A Paris, le prix au m² ressort à 8.260 euros le m² à fin 2013, soit 40 euros de plus qu’à fin juin 2013 (+0,5%). Les prix ont baissé de 2,1% en un an

γ) Les droits de mutations à titre onéreux

Si certaines ventes notamment dans l’immobilier neuf sont soumises à la TVA, la majorité des ventes de nature immobilière sont soumises au droit de mutations à titre onéreux (DMTO) dont le montant varie avant le 1er mars 2014 (I) ou après cette date (II).

I Les DMTO jusqu’au 1er mars 2014

Regroupés sous le vocable commun de « frais de notaire », les droits de mutations à titre onéreux sont prélevés par le notaire qui en fait la redistribution.
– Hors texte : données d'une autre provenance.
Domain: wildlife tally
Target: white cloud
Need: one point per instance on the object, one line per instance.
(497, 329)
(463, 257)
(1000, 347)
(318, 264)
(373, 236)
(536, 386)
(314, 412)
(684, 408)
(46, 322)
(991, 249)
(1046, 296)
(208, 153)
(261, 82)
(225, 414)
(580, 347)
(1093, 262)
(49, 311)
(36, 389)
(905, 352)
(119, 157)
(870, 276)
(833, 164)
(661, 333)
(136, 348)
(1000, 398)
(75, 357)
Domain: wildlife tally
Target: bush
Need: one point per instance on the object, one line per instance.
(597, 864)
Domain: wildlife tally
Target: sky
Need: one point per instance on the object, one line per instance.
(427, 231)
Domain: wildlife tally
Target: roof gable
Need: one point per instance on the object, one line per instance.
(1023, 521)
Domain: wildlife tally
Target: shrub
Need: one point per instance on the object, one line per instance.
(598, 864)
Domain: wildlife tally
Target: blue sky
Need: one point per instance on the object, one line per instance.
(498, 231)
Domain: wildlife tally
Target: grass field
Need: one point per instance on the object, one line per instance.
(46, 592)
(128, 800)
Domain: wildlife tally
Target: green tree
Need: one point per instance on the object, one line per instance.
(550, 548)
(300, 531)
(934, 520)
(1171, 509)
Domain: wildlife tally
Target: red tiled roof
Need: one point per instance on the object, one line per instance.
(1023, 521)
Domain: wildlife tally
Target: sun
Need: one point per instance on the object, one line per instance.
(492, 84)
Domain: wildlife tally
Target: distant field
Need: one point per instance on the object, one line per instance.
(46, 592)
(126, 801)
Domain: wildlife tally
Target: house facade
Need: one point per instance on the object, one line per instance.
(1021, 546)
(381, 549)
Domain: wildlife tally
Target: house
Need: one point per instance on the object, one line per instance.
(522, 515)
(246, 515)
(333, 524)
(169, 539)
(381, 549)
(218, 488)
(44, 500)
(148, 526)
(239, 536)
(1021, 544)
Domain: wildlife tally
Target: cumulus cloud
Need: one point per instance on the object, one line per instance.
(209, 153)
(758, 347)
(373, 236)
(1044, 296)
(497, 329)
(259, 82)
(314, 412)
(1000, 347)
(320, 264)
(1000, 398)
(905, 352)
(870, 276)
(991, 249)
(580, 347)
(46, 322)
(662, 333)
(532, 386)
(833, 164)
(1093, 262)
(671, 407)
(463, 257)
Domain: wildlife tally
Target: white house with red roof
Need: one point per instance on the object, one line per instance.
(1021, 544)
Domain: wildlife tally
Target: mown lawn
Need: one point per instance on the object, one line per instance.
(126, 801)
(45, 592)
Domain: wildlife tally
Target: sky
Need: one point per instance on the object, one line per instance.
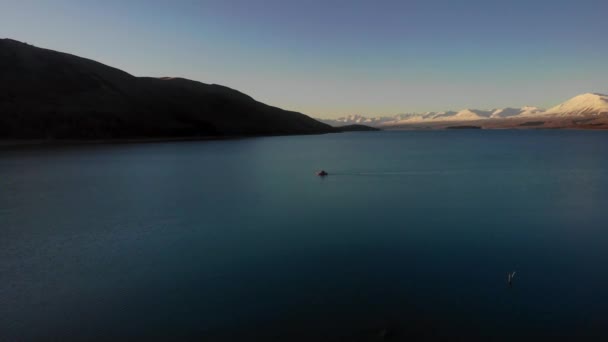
(334, 58)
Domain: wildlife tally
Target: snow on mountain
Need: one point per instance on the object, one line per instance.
(585, 104)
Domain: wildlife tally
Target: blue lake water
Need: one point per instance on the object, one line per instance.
(411, 235)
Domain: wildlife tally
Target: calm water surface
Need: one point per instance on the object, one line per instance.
(411, 235)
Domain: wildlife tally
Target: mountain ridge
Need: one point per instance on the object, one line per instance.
(46, 94)
(587, 104)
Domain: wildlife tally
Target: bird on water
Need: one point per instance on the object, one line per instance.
(510, 277)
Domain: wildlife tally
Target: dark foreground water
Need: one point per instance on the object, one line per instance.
(411, 235)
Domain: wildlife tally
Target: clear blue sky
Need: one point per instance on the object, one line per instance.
(331, 58)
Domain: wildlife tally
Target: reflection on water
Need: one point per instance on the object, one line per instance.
(411, 234)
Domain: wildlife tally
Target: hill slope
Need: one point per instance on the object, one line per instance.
(48, 94)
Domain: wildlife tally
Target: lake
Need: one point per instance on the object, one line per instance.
(411, 235)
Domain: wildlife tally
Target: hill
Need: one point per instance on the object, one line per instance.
(46, 94)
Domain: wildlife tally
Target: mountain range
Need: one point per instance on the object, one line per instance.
(46, 94)
(588, 110)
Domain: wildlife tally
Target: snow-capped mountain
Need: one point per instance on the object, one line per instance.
(581, 105)
(585, 104)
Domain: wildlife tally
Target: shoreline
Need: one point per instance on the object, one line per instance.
(52, 142)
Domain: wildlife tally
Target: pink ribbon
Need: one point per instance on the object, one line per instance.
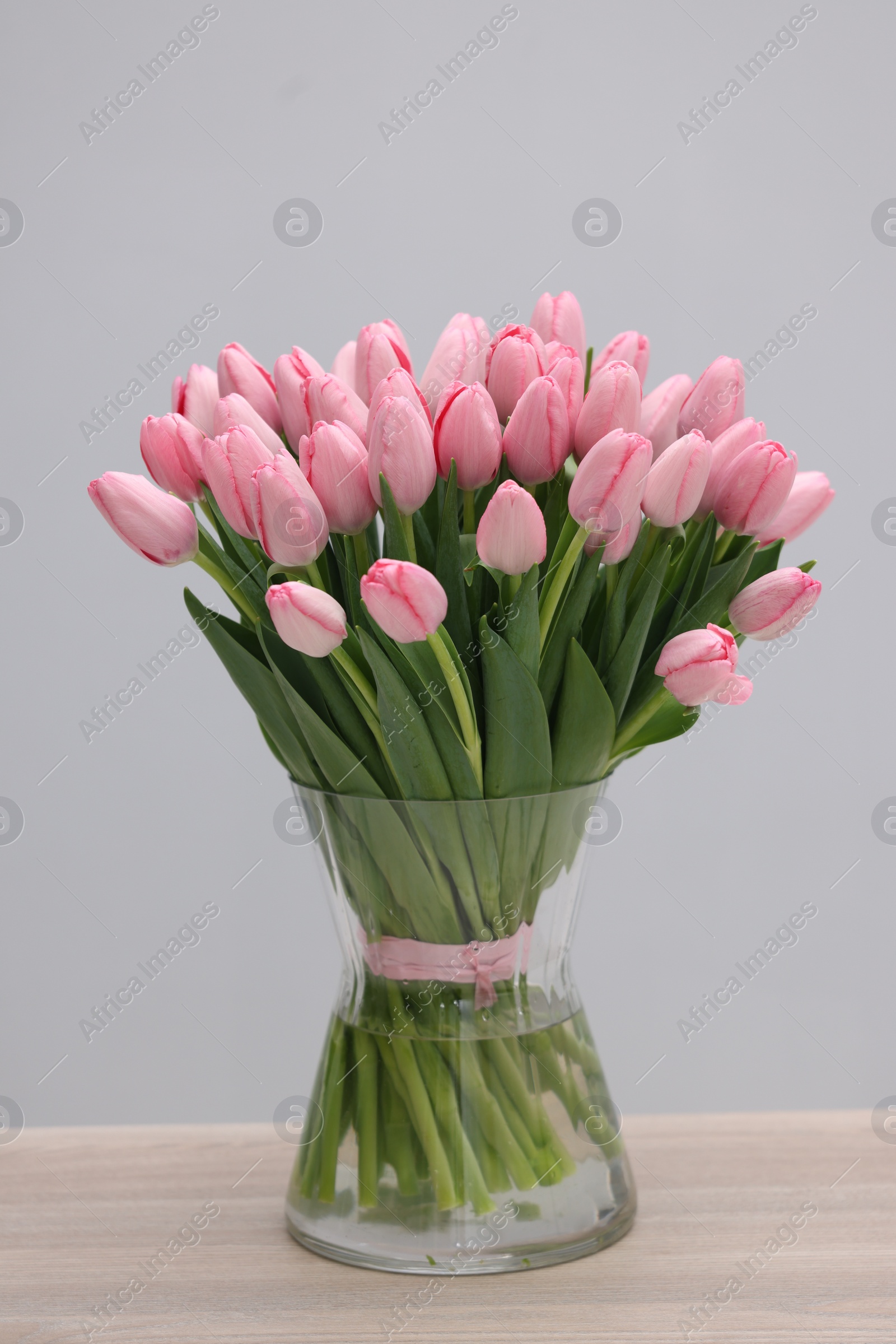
(466, 964)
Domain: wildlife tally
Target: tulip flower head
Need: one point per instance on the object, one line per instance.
(195, 397)
(307, 618)
(559, 318)
(511, 536)
(156, 526)
(228, 463)
(808, 500)
(514, 359)
(466, 430)
(401, 447)
(334, 462)
(700, 666)
(405, 600)
(613, 402)
(240, 373)
(288, 517)
(172, 449)
(631, 347)
(774, 604)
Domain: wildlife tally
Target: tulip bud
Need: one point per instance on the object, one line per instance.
(172, 450)
(559, 318)
(808, 500)
(343, 366)
(608, 487)
(536, 440)
(700, 666)
(676, 482)
(660, 412)
(288, 517)
(468, 430)
(631, 347)
(613, 402)
(396, 383)
(725, 449)
(240, 373)
(755, 486)
(406, 601)
(511, 536)
(459, 356)
(228, 463)
(716, 401)
(401, 447)
(197, 398)
(515, 356)
(774, 604)
(381, 347)
(234, 412)
(334, 462)
(566, 369)
(155, 524)
(307, 618)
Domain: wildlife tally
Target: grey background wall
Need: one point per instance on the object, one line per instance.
(726, 234)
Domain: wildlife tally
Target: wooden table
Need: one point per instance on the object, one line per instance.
(83, 1207)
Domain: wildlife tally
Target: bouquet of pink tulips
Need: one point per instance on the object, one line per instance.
(497, 584)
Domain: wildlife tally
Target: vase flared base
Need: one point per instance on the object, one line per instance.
(538, 1255)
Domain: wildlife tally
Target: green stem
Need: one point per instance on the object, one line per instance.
(559, 582)
(362, 554)
(638, 719)
(461, 703)
(408, 523)
(469, 511)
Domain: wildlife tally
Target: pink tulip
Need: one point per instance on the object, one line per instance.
(608, 487)
(288, 517)
(335, 464)
(566, 369)
(398, 383)
(468, 430)
(381, 347)
(197, 398)
(676, 480)
(234, 412)
(344, 363)
(172, 450)
(700, 666)
(511, 536)
(725, 449)
(620, 546)
(240, 373)
(613, 402)
(755, 486)
(716, 401)
(459, 356)
(155, 524)
(228, 463)
(536, 440)
(774, 604)
(808, 500)
(559, 318)
(401, 447)
(515, 356)
(631, 347)
(307, 618)
(406, 601)
(660, 412)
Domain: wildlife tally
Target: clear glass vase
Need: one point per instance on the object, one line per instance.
(460, 1120)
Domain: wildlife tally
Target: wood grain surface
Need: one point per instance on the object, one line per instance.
(82, 1208)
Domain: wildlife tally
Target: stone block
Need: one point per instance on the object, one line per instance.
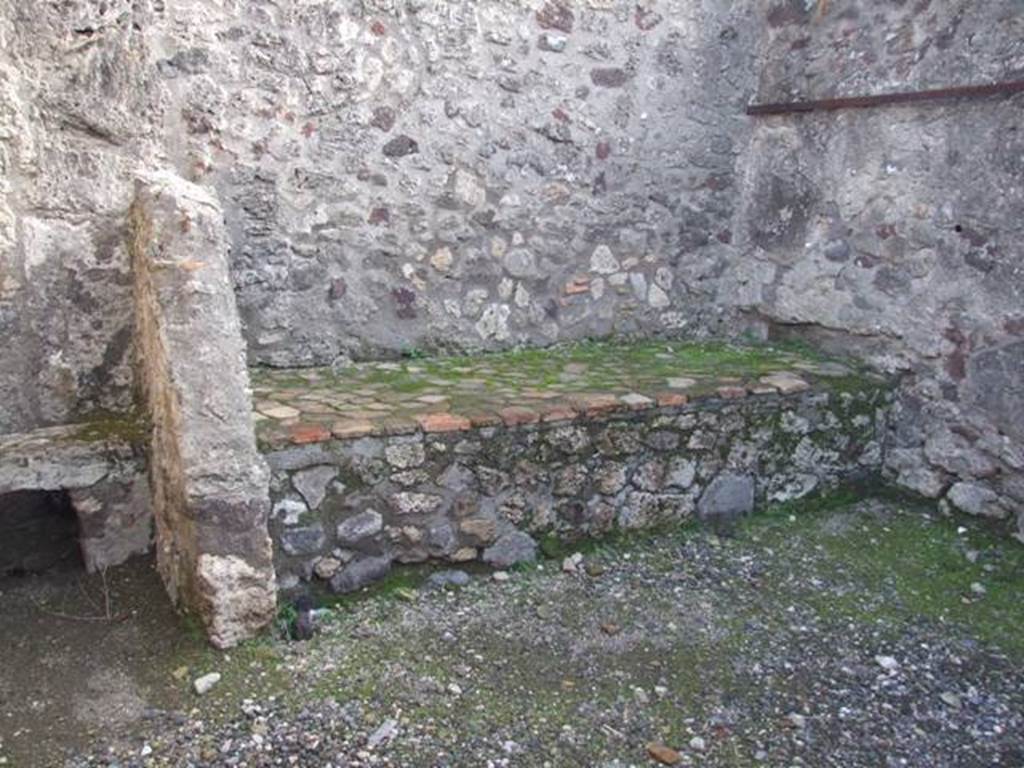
(727, 498)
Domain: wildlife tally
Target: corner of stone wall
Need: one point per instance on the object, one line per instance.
(209, 482)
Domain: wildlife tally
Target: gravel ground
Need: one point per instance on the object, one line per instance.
(843, 633)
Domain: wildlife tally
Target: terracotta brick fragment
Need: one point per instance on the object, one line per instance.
(786, 383)
(514, 416)
(443, 422)
(672, 399)
(483, 419)
(637, 401)
(558, 413)
(597, 404)
(349, 428)
(394, 426)
(731, 392)
(305, 432)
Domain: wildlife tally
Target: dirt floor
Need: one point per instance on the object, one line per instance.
(842, 632)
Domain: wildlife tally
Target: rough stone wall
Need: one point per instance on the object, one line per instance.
(102, 470)
(896, 232)
(77, 115)
(345, 510)
(209, 483)
(464, 174)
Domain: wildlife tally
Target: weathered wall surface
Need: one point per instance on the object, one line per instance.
(209, 483)
(897, 232)
(461, 174)
(464, 174)
(77, 116)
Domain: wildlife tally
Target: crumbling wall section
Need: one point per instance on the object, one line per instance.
(78, 114)
(459, 174)
(209, 483)
(896, 232)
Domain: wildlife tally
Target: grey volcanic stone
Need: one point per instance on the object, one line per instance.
(364, 525)
(728, 497)
(512, 548)
(305, 541)
(448, 579)
(976, 500)
(312, 483)
(360, 572)
(399, 146)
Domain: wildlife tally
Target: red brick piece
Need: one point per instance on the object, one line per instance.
(304, 433)
(352, 428)
(443, 422)
(672, 399)
(514, 417)
(596, 404)
(730, 392)
(484, 419)
(558, 413)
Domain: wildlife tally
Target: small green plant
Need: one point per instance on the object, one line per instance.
(287, 616)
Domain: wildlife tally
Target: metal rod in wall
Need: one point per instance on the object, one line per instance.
(883, 99)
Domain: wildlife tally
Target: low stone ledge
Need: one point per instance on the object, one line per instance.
(448, 493)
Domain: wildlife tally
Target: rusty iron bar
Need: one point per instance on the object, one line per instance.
(882, 99)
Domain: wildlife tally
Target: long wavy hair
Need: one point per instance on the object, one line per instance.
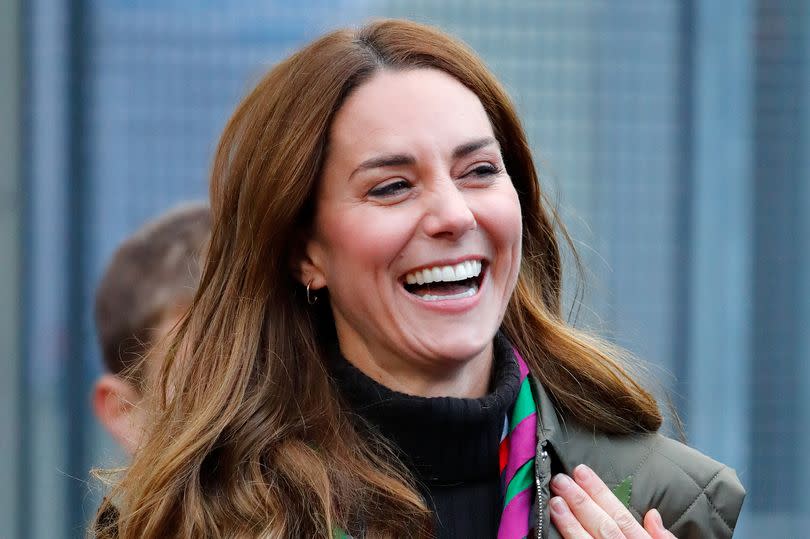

En effet, le taux global de droit de mutation à titre onéreux est de 5,09% et se compose comme suit :

– Une taxe départementale de 3,80%
– Une taxe communale de 1,20%
– Un prélèvement perçu au profit de l’Etat égal à 2,37% du montant du droit départemental

Par exemple, pour l’acquisition d’un appartement d’une valeur de 500.000 euros, les droits seront les suivant :

– Droit départemental 500.000 x 3,80% = 19.000 €
– Taxe communale 500.000 x 1,20% = 6.000 €
– Prélèvement : 19.000 x 2,37% = 450 €
– Total = 25.450 €

L’acquéreur devra supporter 25.450 euros de frais au titre des droits de mutation.

II Les DMTO à compter du 1er mars 2014

Le projet de loi de finance pour 2014 a été adopté par l’Assemblée nationale le 19 novembre 2013. Son article 58 prévoit la modification de l’article 1594 D du Code général des impôts et permet l’augmentation du taux du droit départemental jusqu’à 4,50%, soit un taux global de taxation de 5,79%. Les conseils généraux pourront donc librement augmenter leur droit départemental. Cette modification législative ne fait qu’alourdir un peu plus la fiscalité immobilière déjà largement à son paroxysme.

Ainsi, cette même acquisition supporterait des droits de mutations de 28.950 euros.

Cette mesure vise à réduire les dettes engagées par les départements lors de la souscription d’emprunts toxiques.
On peut s’interroger sur l’efficacité d’une politique qui vise à favoriser l’accès au logement, alors que les prix de l’immobilier ne baissent pas (faute de construction et de rénovation) et d’une fiscalité alourdie.